Feature Request: Video-Level Semantic Search and Multi-Video Chat Support

**Problem Statement**

  Currently, VSS supports chat/Q&A functionality only on a per-video basis. Users must know the specific video ID beforehand to query
   it. There's no way to:

  1. Search across all videos semantically (e.g., "find all videos with accidents")
  2. Chat with multiple videos simultaneously (e.g., "analyze patterns across these 5 accident videos")

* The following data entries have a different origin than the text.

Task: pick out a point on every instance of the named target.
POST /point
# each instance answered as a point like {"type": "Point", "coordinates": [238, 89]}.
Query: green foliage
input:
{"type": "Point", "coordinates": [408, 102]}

  This limits VSS use cases where users have large video libraries and need to:
  - Discover relevant videos based on content, not just metadata
  - Ask questions that span multiple videos
  - Analyze patterns/trends across video collections

  ---
  **Proposed Solution**

  Add video-level semantic search capabilities to VSS:

  1. Video-Level Indexing

  - After video summarization completes, index the video summary into a dedicated Milvus collection
  - Store embeddings of video summaries (not just frame-level embeddings)
  - Include metadata: tags, custom fields, timestamps

  2. Cross-Video Search API

  - New endpoint: POST /videos/search
  - Input: Natural language query (e.g., "show me forklift accidents")
  - Output: Ranked list of relevant video IDs with similarity scores
  - Support filtering by tags, custom metadata, time ranges

  3. Multi-Video Chat Enhancement

  - Enhance existing POST /chat/completions to properly aggregate context from multiple videos
  - Current implementation accepts id: [list] but unclear if it truly aggregates multi-video context
  - Ensure RAG retrieves relevant information across all specified videos

  ---
  **Technical Architecture**

  Proposed Components

  1. Video-Level Milvus Collection
  Collection: "video_summaries"
  Schema:
    - vss_video_id: VARCHAR (unique identifier)
    - summary_embedding: FLOAT_VECTOR (embedded summary text)
    - summary_text: VARCHAR (full summary for retrieval)
    - tags: JSON (user-defined tags)
    - custom_metadata: JSON (arbitrary fields)
    - created_at: INT64 (timestamp)

  2. Video Indexing Hook
  - Location: via_stream_handler.py after video summary generation
  - Action: Embed summary → Insert into video-level collection
  - Error handling: Non-blocking (don't fail summarization if indexing fails)

  3. New API Endpoint
  POST /videos/search
  Request:
  {
    "query": "show me accident videos",
    "filters": {"tags": ["accident"], "metadata": {...}},
    "top_k": 10,
    "threshold": 0.7
  }

  Response:
  {
    "results": [
      {"vss_video_id": "...", "score": 0.89, "summary": "...", ...}
    ],
    "total_found": 15
  }

  4. Combined Search + Chat Endpoint (Optional)
  POST /videos/search-and-chat
  Request:
  {
    "search_query": "accident videos",
    "chat_question": "What caused these accidents?",
    "top_k": 5
  }

  Response:
  {
    "search_results": [...],
    "chat_response": {...}
  }

  ---
 **Implementation Details**

  Integration Points

  File 1: src/vss-engine/src/via_stream_handler.py
  - Add video indexing after video summary generation (around line 1350)
  - Call new VideoLevelIndexer service
  - Configuration flag: enable_video_search (default: true)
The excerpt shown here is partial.